John Herdman Bela Ramadhan Sananta, Disamakan dengan Olivier Giroud: Perannya Vital untuk Timnas Indonesia

Pelatih Timnas Indonesia, John Herdman, memberikan pembelaan tegas terhadap penyerang andalannya, Ramadhan Sananta, jelang laga final FIFA Series 2026.

BolaCom | Gregah NurikhsaniDiterbitkan 30 Maret 2026, 09:00 WIB
Pemain Timnas Indonesia, Ramadhan Sananta (kiri) berebut bola dengan pemain St Kitts and Nevis, Malique Roberts dalam laga semifinal FIFA Series 2026 di Stadion Utama Gelora Bung Karno (SUGBK), Senayan, Jakarta, Jumat (27/03/2026). (Bola.com/Abdul Aziz)

Bola.com, Jakarta - Pelatih Timnas Indonesia, John Herdman, memberikan pembelaan tegas terhadap penyerang andalannya, Ramadhan Sananta, jelang laga final FIFA Series 2026.

Timnas Indonesia dijadwalkan menghadapi Bulgaria di Stadion Utama Gelora Bung Karno (SUGBK), Senin (29/3/2026) malam WIB. Laga ini menjadi penentu sekaligus ujian terbesar Skuad Garuda di turnamen tersebut.

Advertisement

Di tengah persiapan tim, Herdman menyoroti peran penting Sananta yang kerap luput dari perhatian publik, terutama dalam hal kontribusi non-gol.

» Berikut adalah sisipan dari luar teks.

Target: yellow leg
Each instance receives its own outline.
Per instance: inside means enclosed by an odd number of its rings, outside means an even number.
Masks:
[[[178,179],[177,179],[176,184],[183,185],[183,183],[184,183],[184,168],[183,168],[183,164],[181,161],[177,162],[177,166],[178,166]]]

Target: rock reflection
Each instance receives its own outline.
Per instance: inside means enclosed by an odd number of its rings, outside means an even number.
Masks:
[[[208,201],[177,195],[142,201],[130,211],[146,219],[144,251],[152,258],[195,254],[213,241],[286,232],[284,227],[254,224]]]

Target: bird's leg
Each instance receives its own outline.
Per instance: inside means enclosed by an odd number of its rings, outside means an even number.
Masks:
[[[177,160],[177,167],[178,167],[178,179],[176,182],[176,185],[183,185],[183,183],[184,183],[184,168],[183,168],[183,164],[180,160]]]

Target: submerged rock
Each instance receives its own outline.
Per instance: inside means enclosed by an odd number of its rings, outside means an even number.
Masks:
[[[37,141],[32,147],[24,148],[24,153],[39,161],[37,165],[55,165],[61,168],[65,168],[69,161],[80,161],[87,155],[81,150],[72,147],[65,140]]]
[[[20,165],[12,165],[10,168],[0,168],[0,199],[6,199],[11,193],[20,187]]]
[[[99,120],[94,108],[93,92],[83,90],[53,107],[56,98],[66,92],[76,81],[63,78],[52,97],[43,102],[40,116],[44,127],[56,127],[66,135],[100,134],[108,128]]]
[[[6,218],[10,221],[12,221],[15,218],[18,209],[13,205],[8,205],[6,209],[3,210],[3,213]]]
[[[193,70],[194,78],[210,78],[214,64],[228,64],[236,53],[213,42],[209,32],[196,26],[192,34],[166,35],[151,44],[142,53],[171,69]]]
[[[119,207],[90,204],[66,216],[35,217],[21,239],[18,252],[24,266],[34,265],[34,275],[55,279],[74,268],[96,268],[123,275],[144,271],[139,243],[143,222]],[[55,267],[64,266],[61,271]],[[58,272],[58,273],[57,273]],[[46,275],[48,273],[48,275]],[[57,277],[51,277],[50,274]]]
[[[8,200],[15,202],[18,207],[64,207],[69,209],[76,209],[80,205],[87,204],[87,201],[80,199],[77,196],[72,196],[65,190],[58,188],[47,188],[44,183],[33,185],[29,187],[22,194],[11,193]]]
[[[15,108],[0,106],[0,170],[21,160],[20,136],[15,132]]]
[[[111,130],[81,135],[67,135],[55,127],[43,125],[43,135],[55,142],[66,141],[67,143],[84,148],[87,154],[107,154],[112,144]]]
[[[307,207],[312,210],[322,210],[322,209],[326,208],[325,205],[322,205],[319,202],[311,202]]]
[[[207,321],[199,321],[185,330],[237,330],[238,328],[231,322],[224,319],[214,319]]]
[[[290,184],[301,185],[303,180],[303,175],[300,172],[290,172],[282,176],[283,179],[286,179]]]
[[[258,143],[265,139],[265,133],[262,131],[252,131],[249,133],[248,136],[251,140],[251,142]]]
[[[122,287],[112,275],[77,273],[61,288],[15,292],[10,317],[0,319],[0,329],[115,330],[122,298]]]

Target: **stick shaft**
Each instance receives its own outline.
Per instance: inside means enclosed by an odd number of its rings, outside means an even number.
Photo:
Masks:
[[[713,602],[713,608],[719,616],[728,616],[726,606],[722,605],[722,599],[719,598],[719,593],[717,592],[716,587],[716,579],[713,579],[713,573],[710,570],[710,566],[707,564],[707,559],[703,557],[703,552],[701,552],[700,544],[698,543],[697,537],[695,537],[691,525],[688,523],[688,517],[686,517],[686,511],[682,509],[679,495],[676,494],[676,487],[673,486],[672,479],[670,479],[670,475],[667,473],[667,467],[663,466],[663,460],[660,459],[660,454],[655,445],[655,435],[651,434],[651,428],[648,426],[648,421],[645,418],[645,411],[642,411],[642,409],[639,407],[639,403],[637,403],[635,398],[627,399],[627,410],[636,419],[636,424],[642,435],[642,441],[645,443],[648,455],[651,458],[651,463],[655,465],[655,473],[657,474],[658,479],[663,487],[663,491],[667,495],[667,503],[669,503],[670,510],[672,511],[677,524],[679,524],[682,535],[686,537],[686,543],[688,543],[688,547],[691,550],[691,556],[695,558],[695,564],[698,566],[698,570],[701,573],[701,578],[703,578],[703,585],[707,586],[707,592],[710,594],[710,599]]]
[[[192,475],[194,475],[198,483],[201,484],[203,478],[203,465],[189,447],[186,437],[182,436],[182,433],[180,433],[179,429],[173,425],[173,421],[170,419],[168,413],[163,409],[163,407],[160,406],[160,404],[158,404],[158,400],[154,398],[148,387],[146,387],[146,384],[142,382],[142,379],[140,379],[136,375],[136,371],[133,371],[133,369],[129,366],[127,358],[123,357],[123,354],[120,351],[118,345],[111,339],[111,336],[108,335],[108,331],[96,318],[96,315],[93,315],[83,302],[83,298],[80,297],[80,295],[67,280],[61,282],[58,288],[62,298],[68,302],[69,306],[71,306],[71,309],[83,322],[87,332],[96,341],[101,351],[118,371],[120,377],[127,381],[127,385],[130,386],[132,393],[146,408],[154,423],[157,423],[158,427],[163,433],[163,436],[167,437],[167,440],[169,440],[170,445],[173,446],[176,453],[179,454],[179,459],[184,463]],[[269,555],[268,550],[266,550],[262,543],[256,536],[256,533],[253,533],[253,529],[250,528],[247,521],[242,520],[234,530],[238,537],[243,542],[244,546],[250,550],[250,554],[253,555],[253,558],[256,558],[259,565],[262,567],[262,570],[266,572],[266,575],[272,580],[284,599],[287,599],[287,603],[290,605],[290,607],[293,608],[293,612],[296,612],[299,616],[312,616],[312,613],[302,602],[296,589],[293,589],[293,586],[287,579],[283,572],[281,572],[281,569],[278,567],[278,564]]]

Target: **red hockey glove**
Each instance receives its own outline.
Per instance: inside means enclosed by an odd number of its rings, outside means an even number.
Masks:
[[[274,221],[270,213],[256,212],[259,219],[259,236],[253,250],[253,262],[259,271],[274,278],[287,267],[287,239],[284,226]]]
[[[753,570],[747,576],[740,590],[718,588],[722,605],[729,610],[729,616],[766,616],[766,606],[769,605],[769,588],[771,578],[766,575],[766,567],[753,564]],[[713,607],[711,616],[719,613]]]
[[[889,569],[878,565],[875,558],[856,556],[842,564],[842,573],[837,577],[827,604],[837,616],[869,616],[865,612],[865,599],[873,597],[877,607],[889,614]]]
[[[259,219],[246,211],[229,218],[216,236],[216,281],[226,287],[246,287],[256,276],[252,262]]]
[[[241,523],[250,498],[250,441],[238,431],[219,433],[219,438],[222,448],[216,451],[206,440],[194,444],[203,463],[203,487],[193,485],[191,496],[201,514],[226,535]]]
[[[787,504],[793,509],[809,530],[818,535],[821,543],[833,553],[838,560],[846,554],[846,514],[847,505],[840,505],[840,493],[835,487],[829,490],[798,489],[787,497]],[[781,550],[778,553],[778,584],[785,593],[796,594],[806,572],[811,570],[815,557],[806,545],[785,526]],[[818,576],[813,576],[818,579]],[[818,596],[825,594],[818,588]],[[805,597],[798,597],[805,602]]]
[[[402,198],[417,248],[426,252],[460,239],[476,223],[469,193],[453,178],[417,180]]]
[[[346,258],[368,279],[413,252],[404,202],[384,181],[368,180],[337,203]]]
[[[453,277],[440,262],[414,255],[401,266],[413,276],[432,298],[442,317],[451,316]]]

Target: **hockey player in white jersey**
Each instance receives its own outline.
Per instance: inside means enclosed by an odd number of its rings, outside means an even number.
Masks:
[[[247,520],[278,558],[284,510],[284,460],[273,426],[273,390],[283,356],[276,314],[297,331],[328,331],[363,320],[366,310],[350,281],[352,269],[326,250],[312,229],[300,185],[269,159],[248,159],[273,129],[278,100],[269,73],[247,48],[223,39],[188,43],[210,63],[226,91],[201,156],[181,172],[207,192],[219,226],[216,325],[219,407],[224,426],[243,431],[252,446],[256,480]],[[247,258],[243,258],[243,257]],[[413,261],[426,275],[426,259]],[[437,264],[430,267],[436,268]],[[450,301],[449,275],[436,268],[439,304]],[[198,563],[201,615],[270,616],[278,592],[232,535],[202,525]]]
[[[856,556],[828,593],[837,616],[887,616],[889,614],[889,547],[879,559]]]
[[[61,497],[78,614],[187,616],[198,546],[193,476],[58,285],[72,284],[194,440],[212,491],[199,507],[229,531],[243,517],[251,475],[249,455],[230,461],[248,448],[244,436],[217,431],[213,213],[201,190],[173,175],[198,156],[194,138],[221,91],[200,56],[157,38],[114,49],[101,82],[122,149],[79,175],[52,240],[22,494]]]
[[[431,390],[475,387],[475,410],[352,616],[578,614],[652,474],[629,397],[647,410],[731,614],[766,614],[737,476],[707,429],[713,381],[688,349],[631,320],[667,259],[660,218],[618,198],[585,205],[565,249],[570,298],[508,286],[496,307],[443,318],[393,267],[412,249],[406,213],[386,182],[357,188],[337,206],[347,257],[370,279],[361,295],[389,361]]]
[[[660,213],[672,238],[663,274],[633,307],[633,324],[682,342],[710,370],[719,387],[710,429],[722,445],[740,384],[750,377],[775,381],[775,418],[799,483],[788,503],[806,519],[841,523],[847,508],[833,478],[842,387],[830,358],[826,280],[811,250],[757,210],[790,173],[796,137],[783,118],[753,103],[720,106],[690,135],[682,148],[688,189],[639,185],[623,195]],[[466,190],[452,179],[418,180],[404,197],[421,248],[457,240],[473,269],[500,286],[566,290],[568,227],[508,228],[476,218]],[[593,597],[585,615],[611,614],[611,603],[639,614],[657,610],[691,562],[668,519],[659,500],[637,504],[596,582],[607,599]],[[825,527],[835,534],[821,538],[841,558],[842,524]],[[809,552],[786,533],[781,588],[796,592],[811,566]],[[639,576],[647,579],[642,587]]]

Pelatih asal Kanada itu bahkan membandingkan peran Sananta dengan striker top dunia, Olivier Giroud, yang dikenal memiliki kontribusi besar meski tak selalu mencetak gol.

 


Peran Tak Terlihat yang Krusial

Pemain Timnas Indonesia, Ramadhan Sananta berebut bola dengan pemain St Kitts and Nevis, Mervin Lewis dalam laga semifinal FIFA Series 2026 di Stadion Utama Gelora Bung Karno (SUGBK), Senayan, Jakarta, Jumat (27/03/2026). (Bola.com/M Iqbal Ichsan)

Herdman menegaskan bahwa kontribusi seorang striker tidak selalu diukur dari jumlah gol. Ia menilai Sananta memiliki peran vital dalam sistem permainan Timnas Indonesia.

“Kalau Anda melihat Olivier Giroud, dia tidak mencetak gol di Piala Dunia, tetapi tidak ada yang mengkritik penampilannya karena dia bekerja untuk tim. Sananta adalah tipe pemain seperti itu,” ujar Herdman.

Menurutnya, pergerakan Sananta di lini depan sangat penting dalam membuka ruang bagi rekan-rekannya. Peran tersebut membuat Sananta menjadi elemen penting dalam strategi menyerang maupun bertahan Timnas Indonesia.

“Dia pemain muda yang mampu meregangkan lini pertahanan lawan dan menjadi garis pertama dalam tekanan kami,” lanjutnya.

 


Buka Ruang untuk Romeny dan Beckham

Tampil di hadapan pendukung sendiri, Timnas Indonesia mulai mengancam pertahanan Saint Kitts and Nevis sejak menit awal pertandingan. Tampak dalam foto, pemain Timnas Indonesia, Ramadhan Sananta (kanan) berusaha menahan laju Romaine Sawyers (Saint Kitts and Nevis) pada ajang FIFA Series 2026 di Stadion Utama Gelora Bung Karno (SUGBK), Jumat (27/3/2026) malam WIB. (Bola.com/Abdul Aziz)

Herdman juga menyoroti bagaimana pergerakan Sananta memberi dampak langsung bagi pemain lain di lini depan.

“Pergerakannya menciptakan ruang untuk pemain lain seperti Ole Romeny, Ragnar, dan Beckham Putra,” jelasnya.

Nama-nama tersebut memang tampil menonjol dalam kemenangan sebelumnya, termasuk Beckham Putra yang mencetak dua gol.

Namun, Herdman menegaskan bahwa kontribusi Sananta tetap tidak bisa diabaikan, meski tidak selalu terlihat dalam statistik.

 

 


Harapan untuk Dukungan Suporter

Di akhir pernyataannya, Herdman berharap suporter bisa lebih memahami peran Sananta dan tetap memberikan dukungan penuh.

“Saya berharap para fans tetap tenang dan menghargai kerja keras yang dia berikan untuk negaranya,” tegasnya.

Dengan laga final yang semakin dekat, peran Sananta diprediksi kembali menjadi kunci dalam skema permainan Timnas Indonesia.

Kini, perhatian tertuju pada bagaimana Skuad Garuda memanfaatkan kekuatan kolektif mereka untuk menghadapi Bulgaria, dengan Sananta sebagai salah satu elemen penting dalam strategi Herdman.